The first music workshop I joined today was with four deaf kindergarten students attending the school for deaf children from the Red Crescent in Ramallah. Halimeh had the children clearly prepared for my visit because none of the children seemed distracted or bothered by this strange woman in their classroom. When I entered, they were warming up, standing behind their chairs and making sounds, clapping on the different parts of the chair, treating the chair as a musical instrument. Each child got a turn in leading a sound, which was copied by the group. This technique of letting a child lead was repeated several times during the workshop, and each time upon conclusion it was applauded by Halimeh, creating a proud smile on the child’s face.
We continued with simple musical instruments – bells, shakers, guiro and sticks – and played several games. One of the boys with some challenging behavior was treated in a very gentle way by Halimeh: making sure that he was not disturbing the other children with his extra movements and energy, and setting borders in order to keep himself, the children and the instruments safe, she gave him the freedom to express himself. While such a boy could easily become the ‘trouble maker’ in a classroom, here he could feel accepted and loved. This became especially clear during the last activity, in which we made movements with a long circular elastic belt. After each child acted as the leader and had his/her movements copied by the others, the boy jumped in the middle of the circle. I was observing what Halimeh’s reaction would be, since this could possibly lead to some chaos in the classroom. I expected other children could join in, or he could become too wild and upset the other children who were still holding onto the belt. Then suddenly the boy started pointing at one of the little girls, obviously copying Halimeh and giving the girl a turn to be the leader. He gave some more turns to us, clearly communicating, pointing his fingers, directing his body towards the potential leader and making eye contact. Then he added two new signs: one for stopping the movements and one for waiting. The game changed into only one person being allowed to make movements, without the others copying. He created some variations by letting two children make movements at the same time, and then he suddenly stopped moving. It seemed as if he was distracted by something, he was staring at a spot outside of the circle. I expected Halimeh would stop the activity now, but she gave the boy the time he needed.
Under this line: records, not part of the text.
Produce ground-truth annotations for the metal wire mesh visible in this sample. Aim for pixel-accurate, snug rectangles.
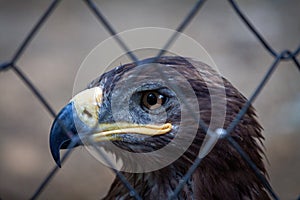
[0,0,300,199]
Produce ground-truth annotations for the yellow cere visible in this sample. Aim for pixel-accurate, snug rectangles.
[71,87,102,128]
[92,123,172,142]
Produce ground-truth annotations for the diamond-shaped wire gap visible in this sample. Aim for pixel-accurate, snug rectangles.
[155,0,205,59]
[84,0,139,63]
[11,0,59,63]
[228,0,277,57]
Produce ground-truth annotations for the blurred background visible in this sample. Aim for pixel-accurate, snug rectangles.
[0,0,300,199]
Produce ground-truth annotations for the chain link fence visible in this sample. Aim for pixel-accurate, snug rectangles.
[0,0,300,199]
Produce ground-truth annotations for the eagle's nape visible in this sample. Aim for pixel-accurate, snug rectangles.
[50,57,269,199]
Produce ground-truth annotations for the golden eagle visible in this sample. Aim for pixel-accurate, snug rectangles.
[50,56,269,200]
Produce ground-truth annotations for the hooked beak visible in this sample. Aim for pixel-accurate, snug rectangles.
[50,87,172,167]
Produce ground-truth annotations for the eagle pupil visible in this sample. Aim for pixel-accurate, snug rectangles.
[147,93,157,106]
After some moments, his attention came back to the circle and he had a invented a new game: he added signs for high, low and middle, and we were making movements with the elastic belt according to his signs: high in the air, close to the ground, or in the middle on our legs.
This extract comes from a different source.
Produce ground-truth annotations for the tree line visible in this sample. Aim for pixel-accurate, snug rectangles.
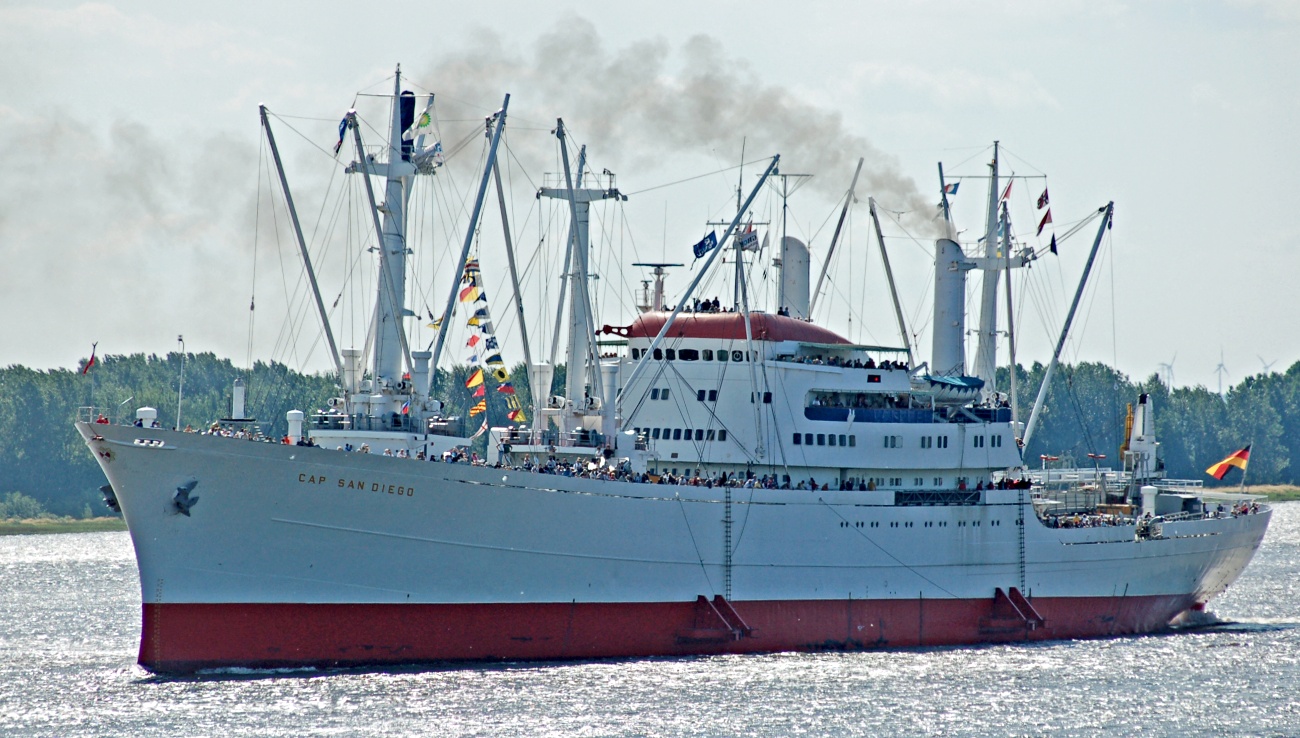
[0,352,1300,517]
For the boy, I firmly believe that this last part of the workshop was an empowering experience. He was not only leading the game, he also invented the rules, he created the game. There was a reaction to his signs, his peers ‘listened’ to him carefully, and he was in full control. But he also received smiles and laughter, he was clearly doing a great job and the other children loved his leadership.
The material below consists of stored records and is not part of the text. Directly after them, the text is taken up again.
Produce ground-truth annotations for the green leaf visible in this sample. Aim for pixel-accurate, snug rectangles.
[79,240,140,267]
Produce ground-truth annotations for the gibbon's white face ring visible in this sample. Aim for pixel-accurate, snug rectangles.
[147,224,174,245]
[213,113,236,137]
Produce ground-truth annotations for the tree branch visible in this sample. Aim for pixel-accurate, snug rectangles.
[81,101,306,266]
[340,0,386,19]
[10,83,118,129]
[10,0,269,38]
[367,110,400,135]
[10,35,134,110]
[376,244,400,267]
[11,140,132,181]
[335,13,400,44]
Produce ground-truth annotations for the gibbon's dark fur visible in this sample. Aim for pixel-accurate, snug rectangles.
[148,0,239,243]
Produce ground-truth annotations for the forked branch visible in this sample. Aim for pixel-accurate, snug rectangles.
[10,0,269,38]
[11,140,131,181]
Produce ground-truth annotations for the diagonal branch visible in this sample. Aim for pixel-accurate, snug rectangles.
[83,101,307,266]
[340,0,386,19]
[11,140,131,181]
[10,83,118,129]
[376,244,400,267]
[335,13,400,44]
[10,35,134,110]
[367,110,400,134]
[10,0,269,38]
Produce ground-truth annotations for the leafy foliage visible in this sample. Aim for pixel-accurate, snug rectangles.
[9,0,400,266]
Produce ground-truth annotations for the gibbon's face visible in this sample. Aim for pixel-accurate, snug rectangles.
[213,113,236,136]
Were we making music? Maybe not in the conventional way. But for these children and Halimeh, this was music: there were dynamics (loud/soft), speed (fast/slow), intensity, emotion. There was a positive connection between each group member, and although there was no talking and almost no signing, communication took place through the music. All children were included and had the opportunity to be creative and express themselves. The children were accepted, by the leader, but also by each other, which was possible because of the safe space created by Halimeh.
In the second workshop for first graders, the children played rhythms and learned to sign a Mother’s Day song. But that’s a story for another blog post!
Due to the vulnerable nature of the workshop, I did not take any pictures. The picture shown is from another workshop by Halimeh with the same children.
Fabienne van Eck is the program manager and music coach of Palestine Community Music, and gives music workshops in refugee camps, isolated villages and hospitals. Fabienne is also the artistic director of Sounds of Palestine, a program for children in refugee camps that combines music and social work.